Ditambahkan LaNyalla, saat reformasi, kita seharusnya melakukan Amandemen dengan Teknik Adendum, dengan mengakomodasi tuntutan reformasi, sekaligus memastikan kedaulatan rakyat semakin kuat, tanpa mengganti sistem bernegara.
Pasalnya, rumusan sistem bernegara itu adalah pikiran para pendiri bangsa, yang telah dipelajari dan disepakati, bahwa Indonesia sebagai negara super majemuk dan kepulauan serta tradisi hidup bersama, sudah menemukan sistem tersendiri. Yaitu sistem yang sesuai dengan Pancasila.

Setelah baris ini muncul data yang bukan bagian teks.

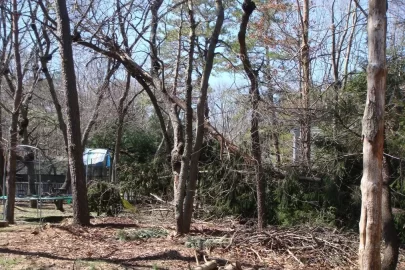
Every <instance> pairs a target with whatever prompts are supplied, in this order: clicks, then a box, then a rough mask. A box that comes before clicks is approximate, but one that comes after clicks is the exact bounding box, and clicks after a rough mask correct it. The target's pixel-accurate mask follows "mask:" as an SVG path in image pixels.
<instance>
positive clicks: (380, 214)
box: [359, 0, 387, 269]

“Praktik penyimpangan yang terjadi di era Orde Baru itu yang harus kita benahi total. Seperti penunjukkan utusan golongan oleh presiden, atau utusan daerah yang diisi pejabat di daerah. Juga partai politik yang dikerdilkan, sementara golongan karya direpresentasi dari tiga jalur, ABRI, Birokrasi dan Kekaryaan. Ini kan praktik yang salah, sehingga meskipun Presiden mandataris MPR, tetapi yang berada di MPR nyaris semua orangnya presiden,” urainya.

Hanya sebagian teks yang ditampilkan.